Die Kartellbehörden setzen das Kartellgesetz im konkreten Einzelfall durch. Auf Bundesebene ist dafür das Bundeskartellamt mit Sitz in Bonn zuständig. Bei Fällen, in denen die Auswirkungen nicht über das Gebiet eines Landes hinausreichen, die Landeskartellbehörden des betroffenen Landes. Für die Fusionskontrolle ist ausschließlich das Bundeskartellamt zuständig. Dieses veröffentlicht alle zwei Jahre einen Tätigkeitsbericht, der mit einer Stellungnahme der Bundesregierung dem Deutschen Bundestag zugeleitet wird (zuletzt: Tätigkeitsbericht 2011/2012, BT-Drs. 17/13675 (PDF: 1,1 MB)).

Monopolkommission

Die Monopolkommission hat den gesetzlichen Auftrag, das Funktionieren des Wettbewerbs in Deutschland im Allgemeinen wie auch in einzelnen Wirtschaftssektoren zu beobachten. Sie beurteilt, ob der Wettbewerb auf einzelnen Märkten durch eine zu starke Unternehmenskonzentration behindert wird, prüft die Praxis der Fusionskontrolle durch die Kartellbehörden und erstattet hierzu alle zwei Jahre ein Hauptgutachten, das den gesetzgebenden Körperschaften zugeleitet wird. Das aktuelle XIX. Hauptgutachten (BT-Drucks. 17/10365 (PDF: 6.63 MB)) trägt den Titel "Stärkung des Wettbewerbs bei Handel und Dienstleistungen". Darin beschäftigt sich die Monopolkommission unter anderem mit der Einrichtung einer Markttransparenzstelle für die Strom- und Gasmärkte, der Wettbewerbsintensität auf den Märkten des Lebensmittelhandels und der Nachfragemacht von Handelsunternehmen, den regulierten Märkten für das Glücksspielwesen und das Lotsenwesen sowie der seinerzeit noch geplanten Novellierung des GWB sowie des Post- und Eisenbahnrechts. Das Bundeskabinett hat die Stellungnahme der Bundesregierung zum XIX. Hauptgutachten (PDF: 115 KB) in der Sitzung am 20. März 2013 beschlossen.

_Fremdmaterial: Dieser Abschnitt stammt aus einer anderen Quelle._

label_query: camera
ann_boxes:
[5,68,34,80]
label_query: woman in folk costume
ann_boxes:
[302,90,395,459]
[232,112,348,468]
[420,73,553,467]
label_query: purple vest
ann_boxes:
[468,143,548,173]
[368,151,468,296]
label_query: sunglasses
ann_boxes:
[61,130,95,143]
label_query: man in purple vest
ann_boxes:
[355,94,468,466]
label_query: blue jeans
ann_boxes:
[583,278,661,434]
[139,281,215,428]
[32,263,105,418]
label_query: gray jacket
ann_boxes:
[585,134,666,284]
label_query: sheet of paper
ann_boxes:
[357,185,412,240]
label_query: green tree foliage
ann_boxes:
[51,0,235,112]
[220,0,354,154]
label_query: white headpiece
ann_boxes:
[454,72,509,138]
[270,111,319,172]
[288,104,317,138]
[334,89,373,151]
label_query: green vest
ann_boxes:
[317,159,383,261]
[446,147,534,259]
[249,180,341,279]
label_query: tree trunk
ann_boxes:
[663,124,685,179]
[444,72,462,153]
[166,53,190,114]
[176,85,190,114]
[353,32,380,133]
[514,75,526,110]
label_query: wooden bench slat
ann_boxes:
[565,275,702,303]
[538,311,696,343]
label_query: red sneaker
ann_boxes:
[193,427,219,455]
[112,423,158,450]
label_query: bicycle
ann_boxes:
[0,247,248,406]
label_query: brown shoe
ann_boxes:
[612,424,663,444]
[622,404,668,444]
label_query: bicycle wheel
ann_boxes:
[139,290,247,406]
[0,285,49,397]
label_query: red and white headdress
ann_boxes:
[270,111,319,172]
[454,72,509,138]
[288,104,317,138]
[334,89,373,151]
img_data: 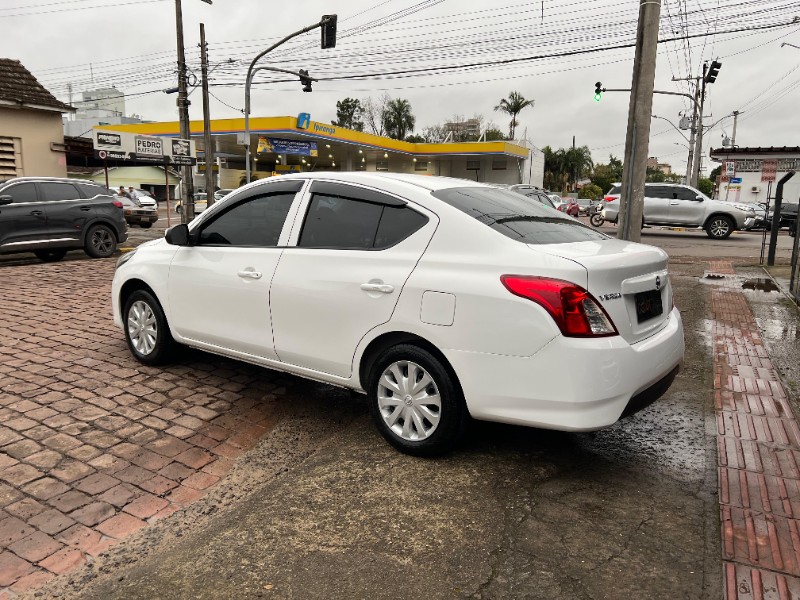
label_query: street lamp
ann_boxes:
[244,15,337,183]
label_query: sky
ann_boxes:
[0,0,800,174]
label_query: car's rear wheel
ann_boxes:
[34,250,67,262]
[83,225,117,258]
[122,290,175,365]
[706,215,736,240]
[367,344,468,456]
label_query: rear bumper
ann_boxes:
[445,309,684,431]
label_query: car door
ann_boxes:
[167,180,303,359]
[669,185,704,226]
[644,183,672,224]
[38,181,94,244]
[0,181,50,252]
[270,181,438,377]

Daneben kann die Monopolkommission Sondergutachten nach eigenem Ermessen erstellen. Vor jeder Entscheidung im Rahmen eines Ministererlaubnisverfahrens oder bei entsprechendem Auftrag durch die Bundesregierung ist die Monopolkommission zur Erstellung eines Sondergutachtens verpflichtet. 

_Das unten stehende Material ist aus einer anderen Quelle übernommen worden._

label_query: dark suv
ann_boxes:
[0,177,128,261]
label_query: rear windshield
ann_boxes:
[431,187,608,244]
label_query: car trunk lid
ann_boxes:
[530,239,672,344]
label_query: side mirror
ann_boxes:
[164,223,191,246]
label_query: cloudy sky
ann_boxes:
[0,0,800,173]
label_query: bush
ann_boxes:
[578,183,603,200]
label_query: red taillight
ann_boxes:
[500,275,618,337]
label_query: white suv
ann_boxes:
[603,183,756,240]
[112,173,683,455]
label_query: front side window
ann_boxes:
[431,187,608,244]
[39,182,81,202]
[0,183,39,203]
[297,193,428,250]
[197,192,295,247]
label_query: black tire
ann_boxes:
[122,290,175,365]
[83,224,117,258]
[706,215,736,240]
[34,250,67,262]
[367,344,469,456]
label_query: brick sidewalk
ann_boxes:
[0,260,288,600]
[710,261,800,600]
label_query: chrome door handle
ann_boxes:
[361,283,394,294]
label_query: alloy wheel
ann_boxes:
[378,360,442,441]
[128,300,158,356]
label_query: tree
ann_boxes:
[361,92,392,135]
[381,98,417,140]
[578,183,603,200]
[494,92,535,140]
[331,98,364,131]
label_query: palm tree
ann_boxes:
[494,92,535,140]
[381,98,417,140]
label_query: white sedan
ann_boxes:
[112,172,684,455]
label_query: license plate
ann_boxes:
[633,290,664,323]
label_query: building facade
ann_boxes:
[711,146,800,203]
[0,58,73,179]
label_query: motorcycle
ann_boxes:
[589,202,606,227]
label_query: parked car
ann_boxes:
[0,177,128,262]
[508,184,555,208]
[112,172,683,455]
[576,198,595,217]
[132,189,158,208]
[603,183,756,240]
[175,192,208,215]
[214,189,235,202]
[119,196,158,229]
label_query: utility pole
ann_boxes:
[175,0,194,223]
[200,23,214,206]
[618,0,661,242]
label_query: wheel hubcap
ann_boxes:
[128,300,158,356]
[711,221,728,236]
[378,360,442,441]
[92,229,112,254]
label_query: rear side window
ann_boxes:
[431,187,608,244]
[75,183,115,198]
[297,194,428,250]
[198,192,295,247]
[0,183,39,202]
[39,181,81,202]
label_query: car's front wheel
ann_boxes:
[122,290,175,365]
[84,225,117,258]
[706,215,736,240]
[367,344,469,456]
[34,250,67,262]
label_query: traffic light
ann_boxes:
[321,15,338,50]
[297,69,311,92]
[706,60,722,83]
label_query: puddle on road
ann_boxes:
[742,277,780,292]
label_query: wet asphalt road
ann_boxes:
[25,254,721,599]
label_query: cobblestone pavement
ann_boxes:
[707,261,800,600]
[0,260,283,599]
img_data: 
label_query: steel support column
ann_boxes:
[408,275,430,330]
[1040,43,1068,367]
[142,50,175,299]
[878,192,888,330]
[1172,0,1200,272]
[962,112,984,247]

Die Ministererlaubnis in der Fusionskontrolle

In Ausnahmefällen fungiert der Bundesminister für Wirtschaft und Energie als Kartellbehörde, soweit er nach § 42 Abs. 1 GWB über einen Antrag auf Ministererlaubnis entscheiden muss. Er kann einen vom Bundeskartellamt untersagten Unternehmenszusammenschluss erlauben, wenn im Einzelfall die Wettbewerbsbeschränkung infolge der Fusion von gesamtwirtschaftlichen Vorteilen aufgewogen wird oder durch ein überragendes Interesse der Allgemeinheit gerechtfertigt ist (weitere Informationen dazu finden Sie in der Rubrik "Ministererlaubnis - Voraussetzung und Verfahren").

Zuletzt hat der Bundeswirtschaftsminister am 17. April 2008 für das Zusammenschlussvorhaben zwischen dem Universitätsklinikum Greifswald und dem Kreiskrankenhaus Wolgast eine Ministererlaubnis erteilt.

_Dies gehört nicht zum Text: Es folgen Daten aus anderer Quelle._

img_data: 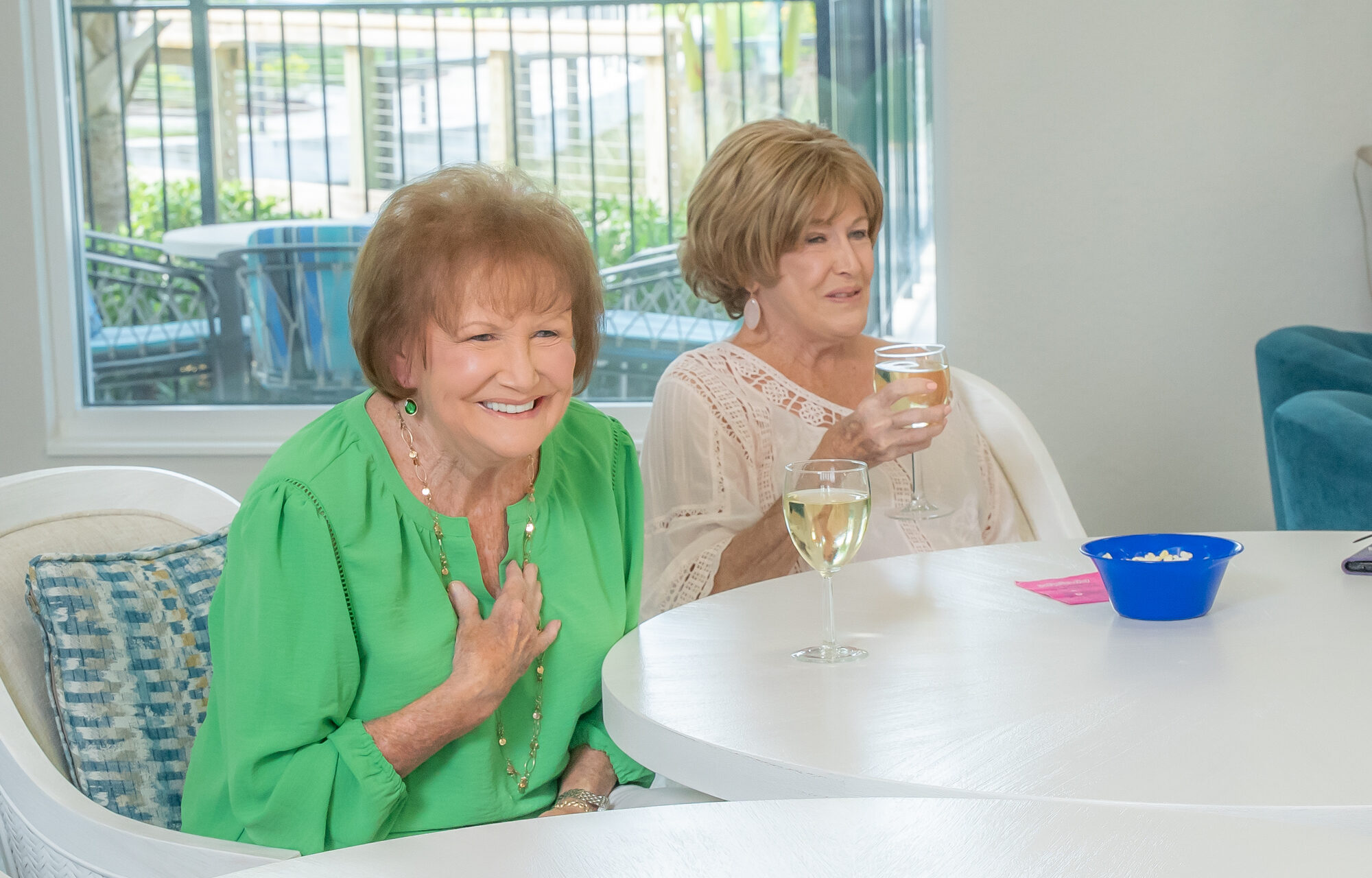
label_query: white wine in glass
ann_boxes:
[871,344,952,521]
[782,460,871,664]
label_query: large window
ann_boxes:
[60,0,933,407]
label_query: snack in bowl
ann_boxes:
[1081,534,1243,621]
[1100,549,1192,561]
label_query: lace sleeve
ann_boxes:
[641,369,763,619]
[977,431,1021,546]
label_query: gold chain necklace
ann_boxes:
[395,412,543,790]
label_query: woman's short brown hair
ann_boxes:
[348,165,605,399]
[676,119,882,317]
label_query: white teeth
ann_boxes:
[482,399,538,414]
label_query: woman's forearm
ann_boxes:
[362,678,499,778]
[558,745,619,796]
[709,499,796,594]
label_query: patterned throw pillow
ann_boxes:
[27,528,228,829]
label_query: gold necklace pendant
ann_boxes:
[395,412,543,793]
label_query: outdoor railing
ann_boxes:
[67,0,927,402]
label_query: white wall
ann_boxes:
[0,0,1372,521]
[936,0,1372,534]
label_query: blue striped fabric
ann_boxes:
[27,528,228,829]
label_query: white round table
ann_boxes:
[237,798,1372,878]
[162,213,376,262]
[604,532,1372,822]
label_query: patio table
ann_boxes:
[162,213,376,402]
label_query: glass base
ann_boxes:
[886,498,952,521]
[790,646,867,664]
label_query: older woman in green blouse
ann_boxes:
[182,165,652,852]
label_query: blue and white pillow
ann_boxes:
[27,528,228,829]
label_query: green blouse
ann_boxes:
[182,394,652,853]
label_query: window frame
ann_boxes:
[28,0,652,457]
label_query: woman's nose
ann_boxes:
[502,344,538,390]
[834,235,858,274]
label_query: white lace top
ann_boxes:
[642,342,1018,619]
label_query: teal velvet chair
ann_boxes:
[1272,390,1372,531]
[1257,327,1372,530]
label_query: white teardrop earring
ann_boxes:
[744,296,763,329]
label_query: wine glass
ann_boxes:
[782,460,871,664]
[871,344,952,521]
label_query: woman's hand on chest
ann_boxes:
[447,561,563,704]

Gesetz gegen den unlauteren Wettbewerb (UWG)

Ebenfalls zum deutschen Wettbewerbsrecht gehört das Gesetz gegen den unlauteren Wettbewerb (UWG). Für dieses Gesetz ist das Bundesministerium der Justiz (BMJ) federführend zuständig. Wegen der wirtschaftlichen Auswirkungen dieses Gesetzes hält das Bundesministerium für Wirtschaft und Energie engen Kontakt mit dem BMJ.